So, I originally had this post. It is my five year journal/diary .. whichever term you prefer. I caved and bought it in time to start it exactly on January 1st of this year. My goal was to truly stick to this journal everyday. I don’t necessarily write every night, but I do make sure my entry is done the next day. I keep the little guy in my purse – just in case. (I’m a huge just in case person).
I am really enjoying this new hobby/goal. There’s only a few lines under each date so I can only write the most important events or just simply cut to the chase. This journal is making me long for my past journaling days. I started writing in a journal super young and I didn’t stop until I was 22 years old. And then I burned them; burned them all. It was cathartic. It didn’t feel like I had a huge secret hiding in my cedar chest in the closet. There were so many journals. I spent so much time and money on all of them and I absolutely loved doing it. Their presence became a burden though. So many secrets or thoughts that were private that I did not ever want to share with the world or my family or friends or future husband. The thoughts and ideas and feelings were mine.

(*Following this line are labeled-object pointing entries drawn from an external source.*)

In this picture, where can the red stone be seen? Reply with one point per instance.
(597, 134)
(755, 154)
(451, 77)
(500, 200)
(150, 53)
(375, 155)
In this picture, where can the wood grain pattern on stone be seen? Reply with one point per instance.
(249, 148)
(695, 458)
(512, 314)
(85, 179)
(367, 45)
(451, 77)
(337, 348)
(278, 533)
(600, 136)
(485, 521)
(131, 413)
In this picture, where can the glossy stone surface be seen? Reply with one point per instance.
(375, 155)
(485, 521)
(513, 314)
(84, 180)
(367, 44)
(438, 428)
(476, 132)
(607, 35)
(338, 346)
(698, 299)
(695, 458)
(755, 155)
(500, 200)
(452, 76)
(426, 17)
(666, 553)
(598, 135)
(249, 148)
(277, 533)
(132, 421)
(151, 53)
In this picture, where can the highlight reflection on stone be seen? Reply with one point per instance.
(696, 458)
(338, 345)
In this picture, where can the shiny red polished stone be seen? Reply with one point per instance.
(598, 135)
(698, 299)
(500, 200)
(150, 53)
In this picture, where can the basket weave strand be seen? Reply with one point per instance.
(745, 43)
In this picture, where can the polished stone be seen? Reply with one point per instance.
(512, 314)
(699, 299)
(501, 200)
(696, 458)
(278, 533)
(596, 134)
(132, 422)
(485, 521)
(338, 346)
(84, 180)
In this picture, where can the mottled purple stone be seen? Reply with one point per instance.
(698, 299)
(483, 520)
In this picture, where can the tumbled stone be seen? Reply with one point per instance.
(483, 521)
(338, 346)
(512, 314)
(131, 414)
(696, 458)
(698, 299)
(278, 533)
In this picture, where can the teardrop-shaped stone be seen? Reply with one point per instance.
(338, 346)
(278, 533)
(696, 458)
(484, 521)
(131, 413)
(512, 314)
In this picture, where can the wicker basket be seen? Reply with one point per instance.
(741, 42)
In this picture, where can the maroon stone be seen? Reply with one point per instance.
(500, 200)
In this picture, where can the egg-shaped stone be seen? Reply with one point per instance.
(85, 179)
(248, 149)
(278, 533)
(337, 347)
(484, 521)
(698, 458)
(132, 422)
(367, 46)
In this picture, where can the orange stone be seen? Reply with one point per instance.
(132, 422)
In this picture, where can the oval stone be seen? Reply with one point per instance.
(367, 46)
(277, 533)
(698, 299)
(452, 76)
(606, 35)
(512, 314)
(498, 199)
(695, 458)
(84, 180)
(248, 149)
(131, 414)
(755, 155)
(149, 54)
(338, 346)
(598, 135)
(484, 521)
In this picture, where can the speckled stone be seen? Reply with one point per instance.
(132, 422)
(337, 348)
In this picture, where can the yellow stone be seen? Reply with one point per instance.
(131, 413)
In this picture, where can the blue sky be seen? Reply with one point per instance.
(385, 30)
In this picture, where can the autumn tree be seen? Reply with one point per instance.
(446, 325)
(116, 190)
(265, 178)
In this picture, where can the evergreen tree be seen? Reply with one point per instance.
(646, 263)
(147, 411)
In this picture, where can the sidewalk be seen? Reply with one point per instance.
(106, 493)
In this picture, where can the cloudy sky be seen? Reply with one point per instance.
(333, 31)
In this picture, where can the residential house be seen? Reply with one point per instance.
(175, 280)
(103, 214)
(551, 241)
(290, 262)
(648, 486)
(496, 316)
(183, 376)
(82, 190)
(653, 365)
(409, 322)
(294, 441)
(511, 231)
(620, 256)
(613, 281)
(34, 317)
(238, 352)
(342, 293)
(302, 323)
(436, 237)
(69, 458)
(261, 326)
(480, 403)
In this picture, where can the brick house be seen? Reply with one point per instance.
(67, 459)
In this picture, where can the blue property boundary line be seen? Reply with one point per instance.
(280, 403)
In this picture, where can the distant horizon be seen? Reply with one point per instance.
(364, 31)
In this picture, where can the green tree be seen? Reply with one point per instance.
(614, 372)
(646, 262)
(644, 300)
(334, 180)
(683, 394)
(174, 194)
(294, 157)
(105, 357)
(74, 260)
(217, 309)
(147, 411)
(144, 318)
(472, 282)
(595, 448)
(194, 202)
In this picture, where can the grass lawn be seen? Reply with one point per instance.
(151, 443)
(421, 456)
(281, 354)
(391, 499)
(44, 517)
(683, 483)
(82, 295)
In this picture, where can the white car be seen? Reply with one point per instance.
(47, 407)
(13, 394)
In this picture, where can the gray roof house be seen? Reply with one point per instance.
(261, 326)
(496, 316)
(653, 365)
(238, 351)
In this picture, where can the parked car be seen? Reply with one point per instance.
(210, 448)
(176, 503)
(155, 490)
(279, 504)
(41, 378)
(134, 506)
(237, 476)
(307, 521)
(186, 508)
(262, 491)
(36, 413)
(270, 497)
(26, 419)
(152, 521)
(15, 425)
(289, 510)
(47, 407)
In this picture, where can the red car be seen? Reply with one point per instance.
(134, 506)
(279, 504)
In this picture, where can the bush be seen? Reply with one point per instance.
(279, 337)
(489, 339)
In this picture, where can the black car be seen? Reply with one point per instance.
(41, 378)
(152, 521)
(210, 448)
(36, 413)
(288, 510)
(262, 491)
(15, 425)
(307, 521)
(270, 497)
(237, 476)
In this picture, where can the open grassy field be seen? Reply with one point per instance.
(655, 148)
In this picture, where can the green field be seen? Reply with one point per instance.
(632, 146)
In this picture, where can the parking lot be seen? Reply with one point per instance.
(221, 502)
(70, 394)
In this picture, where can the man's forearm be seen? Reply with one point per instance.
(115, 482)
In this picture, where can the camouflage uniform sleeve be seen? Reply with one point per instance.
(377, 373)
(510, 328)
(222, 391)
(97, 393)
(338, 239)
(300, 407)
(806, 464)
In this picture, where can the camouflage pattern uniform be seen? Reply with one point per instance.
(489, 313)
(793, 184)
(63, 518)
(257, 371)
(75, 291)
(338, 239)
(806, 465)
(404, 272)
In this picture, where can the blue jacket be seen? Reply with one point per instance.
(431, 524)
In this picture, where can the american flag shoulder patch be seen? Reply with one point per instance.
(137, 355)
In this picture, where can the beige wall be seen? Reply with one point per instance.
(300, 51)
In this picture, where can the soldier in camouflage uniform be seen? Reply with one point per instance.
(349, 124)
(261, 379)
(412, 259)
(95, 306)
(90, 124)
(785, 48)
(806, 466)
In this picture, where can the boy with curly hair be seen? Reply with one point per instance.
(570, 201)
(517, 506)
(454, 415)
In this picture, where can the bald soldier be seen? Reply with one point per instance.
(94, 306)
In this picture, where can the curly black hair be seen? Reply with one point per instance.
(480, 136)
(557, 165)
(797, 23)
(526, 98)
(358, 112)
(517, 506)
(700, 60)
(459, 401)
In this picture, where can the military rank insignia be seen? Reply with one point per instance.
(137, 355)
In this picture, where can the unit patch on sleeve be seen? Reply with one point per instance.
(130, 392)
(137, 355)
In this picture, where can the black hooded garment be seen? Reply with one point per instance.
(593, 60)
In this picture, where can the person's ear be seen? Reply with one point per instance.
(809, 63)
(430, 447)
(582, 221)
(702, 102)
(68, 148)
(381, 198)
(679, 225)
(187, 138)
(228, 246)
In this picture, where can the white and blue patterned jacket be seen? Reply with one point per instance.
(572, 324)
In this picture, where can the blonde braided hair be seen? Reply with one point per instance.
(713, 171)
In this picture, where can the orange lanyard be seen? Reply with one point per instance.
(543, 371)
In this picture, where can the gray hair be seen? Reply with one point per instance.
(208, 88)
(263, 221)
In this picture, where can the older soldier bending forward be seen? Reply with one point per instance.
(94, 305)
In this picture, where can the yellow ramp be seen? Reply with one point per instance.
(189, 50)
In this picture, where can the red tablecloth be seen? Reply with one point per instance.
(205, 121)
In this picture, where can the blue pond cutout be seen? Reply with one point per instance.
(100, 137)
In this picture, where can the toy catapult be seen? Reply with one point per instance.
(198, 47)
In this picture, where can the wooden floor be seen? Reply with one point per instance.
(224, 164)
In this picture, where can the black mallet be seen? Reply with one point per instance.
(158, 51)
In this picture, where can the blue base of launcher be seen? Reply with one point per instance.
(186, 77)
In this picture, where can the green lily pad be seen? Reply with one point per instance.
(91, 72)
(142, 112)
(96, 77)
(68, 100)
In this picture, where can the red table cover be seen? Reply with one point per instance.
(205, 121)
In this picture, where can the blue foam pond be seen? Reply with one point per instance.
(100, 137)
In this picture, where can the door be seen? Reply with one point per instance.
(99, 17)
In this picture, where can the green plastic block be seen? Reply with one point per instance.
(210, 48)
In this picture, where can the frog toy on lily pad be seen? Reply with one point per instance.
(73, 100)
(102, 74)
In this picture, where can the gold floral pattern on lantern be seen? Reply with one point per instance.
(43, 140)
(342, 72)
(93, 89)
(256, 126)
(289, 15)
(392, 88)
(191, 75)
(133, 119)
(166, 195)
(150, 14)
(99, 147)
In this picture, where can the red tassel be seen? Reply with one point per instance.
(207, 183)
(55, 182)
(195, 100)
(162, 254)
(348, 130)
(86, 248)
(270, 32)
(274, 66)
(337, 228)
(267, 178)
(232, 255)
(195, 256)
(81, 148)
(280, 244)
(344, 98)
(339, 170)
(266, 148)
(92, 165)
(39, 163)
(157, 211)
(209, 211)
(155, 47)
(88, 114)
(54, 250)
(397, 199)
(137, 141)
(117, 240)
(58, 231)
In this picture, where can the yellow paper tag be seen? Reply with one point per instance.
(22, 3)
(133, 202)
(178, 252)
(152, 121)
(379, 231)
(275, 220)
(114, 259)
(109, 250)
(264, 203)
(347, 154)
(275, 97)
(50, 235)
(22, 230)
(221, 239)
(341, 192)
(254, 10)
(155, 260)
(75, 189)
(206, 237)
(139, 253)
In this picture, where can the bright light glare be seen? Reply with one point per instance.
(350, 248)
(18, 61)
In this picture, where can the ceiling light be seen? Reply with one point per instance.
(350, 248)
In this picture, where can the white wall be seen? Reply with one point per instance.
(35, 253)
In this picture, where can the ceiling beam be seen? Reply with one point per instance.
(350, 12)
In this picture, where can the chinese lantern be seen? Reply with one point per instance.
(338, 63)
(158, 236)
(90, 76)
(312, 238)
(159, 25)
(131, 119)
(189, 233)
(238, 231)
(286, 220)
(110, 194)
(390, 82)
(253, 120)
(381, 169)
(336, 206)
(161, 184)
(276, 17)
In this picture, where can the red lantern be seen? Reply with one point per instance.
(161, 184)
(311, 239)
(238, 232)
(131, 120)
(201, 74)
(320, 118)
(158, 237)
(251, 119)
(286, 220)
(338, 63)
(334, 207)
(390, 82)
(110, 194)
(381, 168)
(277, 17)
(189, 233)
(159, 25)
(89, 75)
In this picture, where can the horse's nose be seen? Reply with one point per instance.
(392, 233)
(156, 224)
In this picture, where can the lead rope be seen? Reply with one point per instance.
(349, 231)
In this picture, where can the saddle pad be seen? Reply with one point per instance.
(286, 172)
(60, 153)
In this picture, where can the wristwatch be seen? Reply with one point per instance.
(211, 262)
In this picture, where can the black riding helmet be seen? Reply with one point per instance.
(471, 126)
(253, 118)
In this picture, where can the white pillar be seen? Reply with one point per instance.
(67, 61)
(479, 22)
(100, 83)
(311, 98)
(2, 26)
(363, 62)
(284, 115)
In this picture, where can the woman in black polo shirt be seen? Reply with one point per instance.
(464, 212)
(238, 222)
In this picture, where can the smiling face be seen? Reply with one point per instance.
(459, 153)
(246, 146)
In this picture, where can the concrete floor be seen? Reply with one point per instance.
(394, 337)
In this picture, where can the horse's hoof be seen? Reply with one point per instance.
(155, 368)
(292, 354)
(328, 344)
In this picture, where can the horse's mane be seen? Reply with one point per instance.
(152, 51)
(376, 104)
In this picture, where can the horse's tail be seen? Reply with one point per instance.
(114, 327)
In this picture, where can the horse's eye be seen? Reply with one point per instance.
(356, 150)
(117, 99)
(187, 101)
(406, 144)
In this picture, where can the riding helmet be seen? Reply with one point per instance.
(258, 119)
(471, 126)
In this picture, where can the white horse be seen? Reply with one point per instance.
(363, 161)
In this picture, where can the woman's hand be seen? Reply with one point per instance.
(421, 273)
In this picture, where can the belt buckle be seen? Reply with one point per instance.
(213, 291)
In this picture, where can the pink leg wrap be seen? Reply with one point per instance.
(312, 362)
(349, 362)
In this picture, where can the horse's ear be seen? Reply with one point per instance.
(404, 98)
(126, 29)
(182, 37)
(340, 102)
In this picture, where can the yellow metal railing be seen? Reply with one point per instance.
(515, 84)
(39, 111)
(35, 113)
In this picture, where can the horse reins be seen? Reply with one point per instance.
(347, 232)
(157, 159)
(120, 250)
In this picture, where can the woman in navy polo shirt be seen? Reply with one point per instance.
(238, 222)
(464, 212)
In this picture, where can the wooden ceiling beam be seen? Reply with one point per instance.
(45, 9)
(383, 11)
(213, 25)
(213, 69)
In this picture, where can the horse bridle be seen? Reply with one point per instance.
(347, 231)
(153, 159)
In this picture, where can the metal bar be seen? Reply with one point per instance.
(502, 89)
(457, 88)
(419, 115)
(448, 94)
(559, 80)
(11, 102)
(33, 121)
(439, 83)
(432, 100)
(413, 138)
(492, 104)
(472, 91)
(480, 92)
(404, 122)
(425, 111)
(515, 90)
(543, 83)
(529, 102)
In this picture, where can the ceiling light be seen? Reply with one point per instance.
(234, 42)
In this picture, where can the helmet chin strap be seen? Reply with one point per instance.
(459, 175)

Now a part of me misses writing things down in a journal. A part of me misses that way of documenting memories. Now that I have Project Life I can take scrapbooking more seriously and document things there, but I miss the feel of writing; the feeling of pen to paper.
For now my five year journal is filling that void. I know that the next five years will be big ones – getting married – starting a family? It will be nice to see how things have changed all in one little book that contains so much time.
So I guess what I’m trying to say through all this rambling is that I totally recommend it!